Once a mobile phone leader, BlackBerry will pass from irrelevancy to bankruptcy absent an outside purchaser. Medtronic will wisely avoid this fate if it transforms its culture and business models following its recent acquisition of disease management and patient monitoring company CardioCom.
Whereas BlackBerry missed the technology shift that required phones to provide mobile photography, music, and computing —not just calls and emails — Medtronic appears to understand it’s engine needs rebuilding. By further exploiting all the data collected by its chronic care devices (such as pacemakers and insulin pumps) and serving the chronically ill before they need devices, Medtronic can do more to improve health and lower its costs. Indeed, the medical device leader’s recent creation of a business model innovation center in Singapore demonstrates that the company knows that devices alone can no longer fuel its growth.
Much as Caterpillar earth moving equipment levels hills to create easy-to-drive highways, competitive forces commoditize or level out the playing field as markets mature. The only salvation for competitors that lack the lowest cost business model is to find new problems their capabilities – alone or combined with new ones through acquisitions like CardioCom – can solve. That is how they can retain attractive profits. In this sense, value “migrates” from commoditized markets to new markets. Leaders who miss value migration often have a hard time catching up, as we’ve seen with Blackberry.
I’ve watched the rapid value migration in healthcare from my perch in San Diego where the digital healthcare industry is clustered. Often I wondered why Medtronic – the leading provider of devices for the treatment of chronic diseases and the first device company to make patient data from its devices available to physicians – was absent from the scene. Would it be like Kodak, who made the original investments in digital cameras but had the hubris to believe it could wait for instead of lead the migration from film to digital? Medtronic’s recent news suggests otherwise.

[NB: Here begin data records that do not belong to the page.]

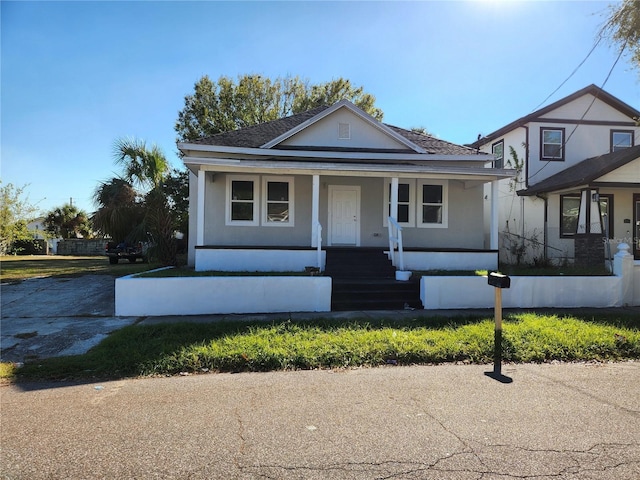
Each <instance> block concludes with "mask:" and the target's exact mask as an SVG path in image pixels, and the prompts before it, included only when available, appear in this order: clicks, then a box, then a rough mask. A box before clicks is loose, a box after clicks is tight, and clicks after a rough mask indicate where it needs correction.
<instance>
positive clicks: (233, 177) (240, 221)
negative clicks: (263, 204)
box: [226, 175, 258, 226]
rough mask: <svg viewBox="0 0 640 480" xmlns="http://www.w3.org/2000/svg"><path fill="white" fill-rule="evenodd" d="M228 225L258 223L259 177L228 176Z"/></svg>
mask: <svg viewBox="0 0 640 480" xmlns="http://www.w3.org/2000/svg"><path fill="white" fill-rule="evenodd" d="M227 199H228V200H227V207H226V224H227V225H245V226H253V225H258V178H257V177H254V176H247V175H230V176H228V177H227Z"/></svg>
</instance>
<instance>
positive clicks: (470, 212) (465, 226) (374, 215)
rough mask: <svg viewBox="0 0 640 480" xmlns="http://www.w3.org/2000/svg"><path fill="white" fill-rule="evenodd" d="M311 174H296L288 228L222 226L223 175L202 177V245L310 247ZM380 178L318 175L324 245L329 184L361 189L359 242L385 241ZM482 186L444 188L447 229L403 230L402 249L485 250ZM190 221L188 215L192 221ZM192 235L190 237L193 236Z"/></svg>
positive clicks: (382, 202)
mask: <svg viewBox="0 0 640 480" xmlns="http://www.w3.org/2000/svg"><path fill="white" fill-rule="evenodd" d="M311 179H312V177H311V176H295V177H294V182H295V203H294V208H295V225H294V226H293V227H282V226H278V227H264V226H228V225H225V204H226V176H225V174H216V175H215V177H213V181H211V179H210V175H208V176H207V180H206V184H207V194H206V199H205V219H206V220H205V242H204V243H205V245H237V246H285V247H286V246H302V247H308V246H310V245H311ZM384 182H385V180H384V178H361V177H342V176H321V177H320V205H319V221H320V223H321V224H322V227H323V245H327V235H328V232H329V226H328V210H329V204H328V191H329V186H330V185H354V186H359V187H360V195H361V198H360V206H361V211H360V217H359V220H360V245H361V246H370V247H385V246H387V245H388V235H387V227H385V226H384V225H383V217H384V203H383V192H384V185H385V183H384ZM481 200H482V186H481V185H479V186H476V187H472V188H464V184H463V183H462V182H460V181H455V180H451V181H449V186H448V210H449V213H448V228H417V227H407V228H404V232H403V235H404V240H405V245H406V246H407V247H420V248H474V249H482V248H484V240H483V205H482V201H481ZM192 220H193V219H192ZM193 237H195V235H193V234H192V235H190V236H189V238H190V239H191V238H193Z"/></svg>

Whether CardioCom was the right specific acquisition remains to be seen. But Medtronic’s entry into the digital healthcare market space through acquisition is to be commended for multiple reasons.
- Medtronic will learn via firsthand experience what users in this space want, which will enhance its success in picking and integrating future acquisitions or developing digital healthcare solutions internally.
- Medtronic remains true to its purpose of improving healthcare, thereby enhancing the authenticity of its brand.
- It signals to digital healthcare innovators that Medtronic could be an option in their exit strategy.
- Serving patients other than those with its devices enables Medtronic to solve a new set of healthcare problems and strengthen provider loyalty. It also opens up opportunities to sell services to insurers.
- Medtronic gains strategic agility – being able to move slowly or rapidly into the digital healthcare space as changes in insurer, patient and provider behaviors redefine the size of the opportunity.
I advise Medtronic leaders move rapidly, e.g., through acquisition of digital health niche segment leaders. Each digital healthcare acquisition – e.g., Telcare in diabetes – would add value to earlier ones and preclude Boston Scientific or other competitors from acquiring the best properties on the Monopoly board.
Rapid movement into digital healthcare devices will also create a needed cultural shift for Medtronic managers. The entire digital healthcare market is focused on improving care while lowering its cost by empowering patients, which is not what drove Medtronic’s innovation in decades past. Traditional medical device company leaders will be shocked when they witness how rapidly Obamacare will transform purchasing decisions, a change that digital healthcare innovators fully understand and thrive within. Adding these new leaders to the Medtronic team will change legacy managers’ mindsets sooner rather than later – from a focus on selling differentiated devices to physicians to a focus on improving health and lowering the cost of care by empowering patients. The new mindset will ensure Medtronic avoids its own Kodak moment.
As for BlackBerry leaders, they have the hubris to believe their company can exist as a niche. They clearly missed the larger message of the company’s downfall – its niche collapsed as its former customers sought more holistic solutions from Apple and Samsung. To survive, it should sell out to Motorola Solutions or Lenovo (which would value Blackberry’s data network and data security assets) or to Microsoft as it moves away from a largely software centric business model. The lagging giant would value Blackberry’s enterprise business and help Microsoft build needed hardware buying scale.
What technology or market shift are you missing?